Fig. 2 SEM images of a Ti-umbite membrane: (a) top view, (b) cross section.

Table 1 shows the H₂/N₂ separation selectivities obtained at 60 °C for three Ti-umbite membranes. The umbite structure does not adsorb N₂⁵ and the adsorption of water occurs very slowly on this material,¹¹ as a consequence the pore size of the umbite structure should be very small, which justifies, given that H₂ and N₂ kinetic diameters are 0.289 and 0.364 nm, respectively, the high H₂/N₂ separation selectivity, in the 36–48 range, exhibited by our umbite membranes. Also, the separation performance of membrane M1 was tested in the presence of water. Then, when water vapour (1.2% in volume) was added at 60 °C to the H₂/N₂ mixture, the H₂ permeance was only slightly decreased, while the H₂/N₂ separation factor increased by an order of magnitude to more than 200; at 150 °C the separation factor was still 113. The H₂ permeance was in the 3–11 × 10⁻⁸ mol (m² s Pa)⁻¹ interval for all the range of conditions tested.

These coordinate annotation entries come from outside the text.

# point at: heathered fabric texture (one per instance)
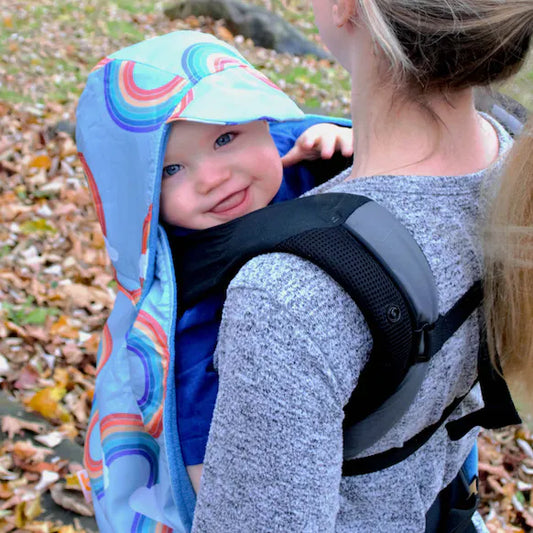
(291, 346)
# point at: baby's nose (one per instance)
(211, 176)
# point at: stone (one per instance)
(265, 28)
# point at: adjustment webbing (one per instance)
(379, 461)
(446, 325)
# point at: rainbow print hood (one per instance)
(132, 453)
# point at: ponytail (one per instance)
(509, 271)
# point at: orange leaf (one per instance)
(41, 161)
(224, 34)
(46, 402)
(63, 328)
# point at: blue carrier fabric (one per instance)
(132, 453)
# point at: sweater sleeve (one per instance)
(274, 455)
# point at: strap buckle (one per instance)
(424, 339)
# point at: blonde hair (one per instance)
(446, 45)
(449, 44)
(509, 270)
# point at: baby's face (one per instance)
(215, 173)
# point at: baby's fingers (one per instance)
(345, 142)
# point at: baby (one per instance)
(213, 173)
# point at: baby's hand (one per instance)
(320, 141)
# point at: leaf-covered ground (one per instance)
(55, 285)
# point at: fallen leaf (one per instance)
(51, 440)
(41, 161)
(48, 477)
(46, 402)
(27, 511)
(15, 426)
(63, 328)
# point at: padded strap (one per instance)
(433, 337)
(498, 410)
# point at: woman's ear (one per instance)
(343, 12)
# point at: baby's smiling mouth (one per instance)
(230, 202)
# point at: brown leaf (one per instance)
(15, 426)
(71, 501)
(63, 328)
(46, 402)
(41, 161)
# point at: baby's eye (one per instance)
(225, 138)
(170, 170)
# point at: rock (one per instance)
(511, 114)
(266, 29)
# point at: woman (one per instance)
(292, 343)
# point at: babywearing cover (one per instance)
(132, 452)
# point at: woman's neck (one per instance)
(397, 136)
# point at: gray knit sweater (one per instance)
(291, 346)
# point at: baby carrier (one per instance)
(132, 453)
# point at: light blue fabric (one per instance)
(197, 329)
(133, 456)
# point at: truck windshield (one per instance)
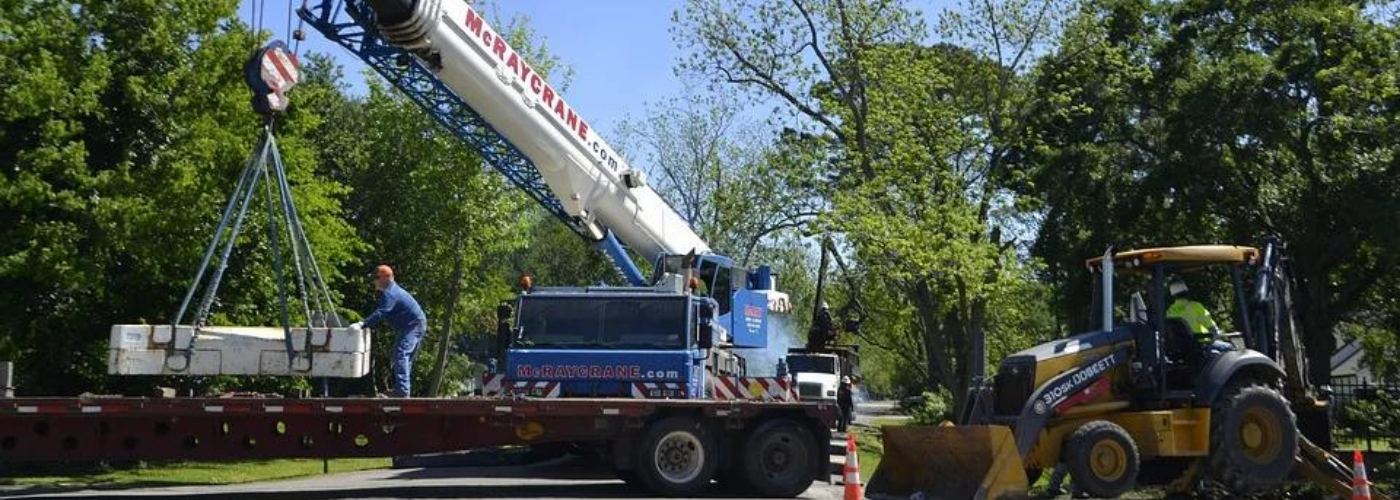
(597, 322)
(812, 364)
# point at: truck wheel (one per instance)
(1253, 439)
(1102, 460)
(675, 457)
(780, 458)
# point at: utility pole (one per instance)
(6, 380)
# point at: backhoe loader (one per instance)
(1137, 401)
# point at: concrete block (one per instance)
(237, 350)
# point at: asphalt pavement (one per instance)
(563, 478)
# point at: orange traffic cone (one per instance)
(851, 475)
(1360, 486)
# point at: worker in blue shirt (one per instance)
(399, 310)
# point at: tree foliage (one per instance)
(1180, 122)
(916, 139)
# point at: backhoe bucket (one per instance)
(948, 462)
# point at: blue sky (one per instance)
(620, 51)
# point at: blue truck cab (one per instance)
(650, 342)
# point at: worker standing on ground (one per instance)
(399, 310)
(846, 401)
(1196, 317)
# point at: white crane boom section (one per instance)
(590, 178)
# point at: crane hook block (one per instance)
(270, 74)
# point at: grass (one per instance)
(181, 472)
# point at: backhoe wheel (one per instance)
(1102, 460)
(675, 457)
(780, 458)
(1253, 439)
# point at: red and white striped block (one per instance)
(657, 390)
(752, 388)
(492, 384)
(535, 388)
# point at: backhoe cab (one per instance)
(1134, 401)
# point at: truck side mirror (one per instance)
(706, 334)
(704, 325)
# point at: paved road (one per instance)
(868, 411)
(566, 478)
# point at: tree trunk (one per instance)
(1318, 327)
(445, 341)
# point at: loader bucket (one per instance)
(948, 462)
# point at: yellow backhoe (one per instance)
(1137, 401)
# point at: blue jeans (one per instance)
(405, 346)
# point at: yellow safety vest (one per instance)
(1197, 318)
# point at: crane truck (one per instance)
(646, 371)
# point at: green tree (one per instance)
(1183, 122)
(122, 128)
(429, 206)
(917, 139)
(716, 167)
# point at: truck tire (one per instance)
(675, 457)
(780, 458)
(1102, 460)
(1253, 439)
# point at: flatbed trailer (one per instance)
(667, 446)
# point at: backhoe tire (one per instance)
(675, 457)
(780, 458)
(1102, 460)
(1253, 439)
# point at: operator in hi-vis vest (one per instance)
(1196, 317)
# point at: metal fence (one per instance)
(1368, 413)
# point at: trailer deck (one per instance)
(97, 427)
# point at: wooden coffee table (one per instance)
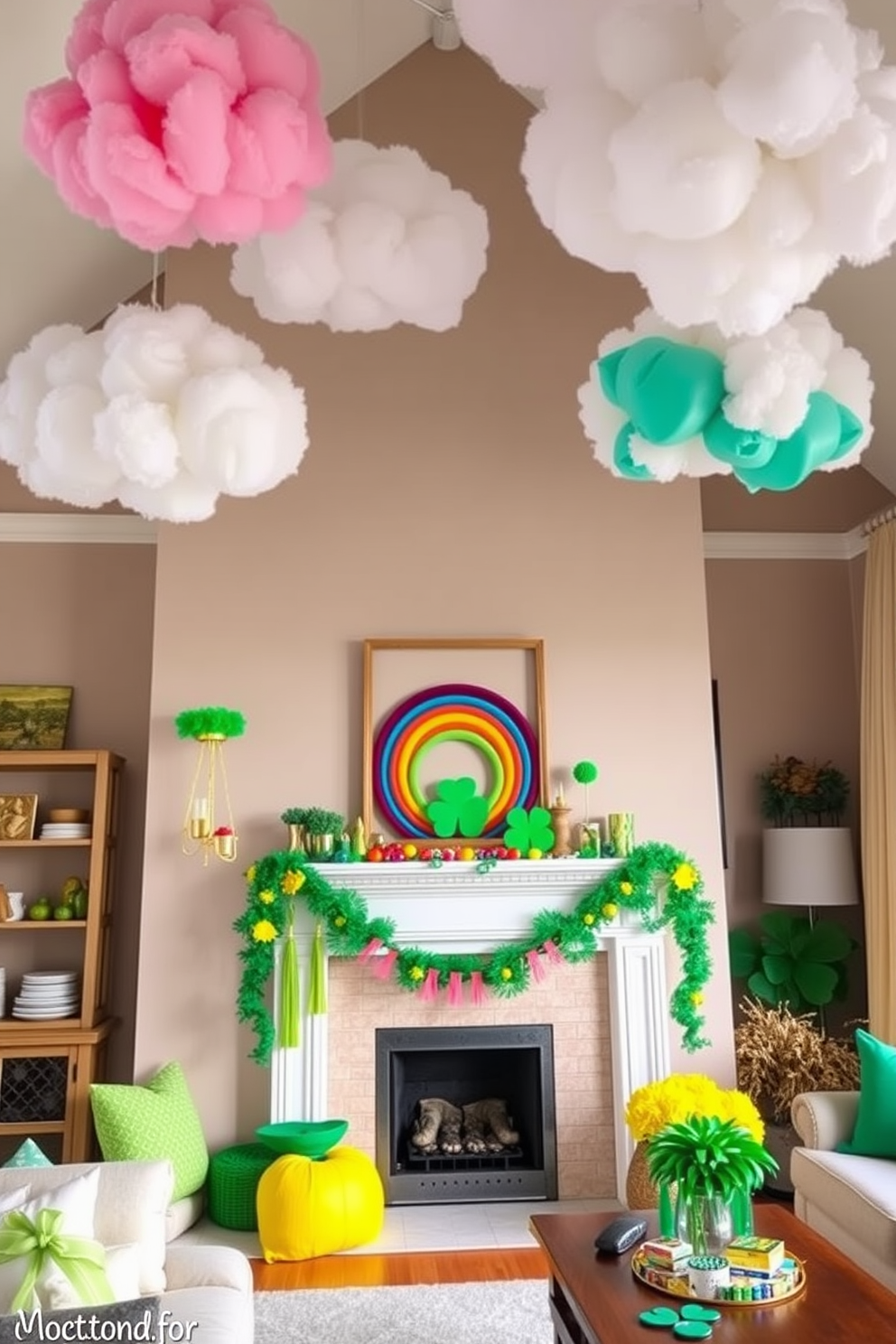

These results seem to indicate that, unlike other microporous membranes,⁴ water does not permeate through umbite pores but it is capillarily condensed in the defects existing in the membrane. The size and number of these defects should be very limited, since the selectivity of the membrane without water is high. Finally, the stability of membrane M1 was tested for more than 900 hours of operation, involving several heating and cooling cycles.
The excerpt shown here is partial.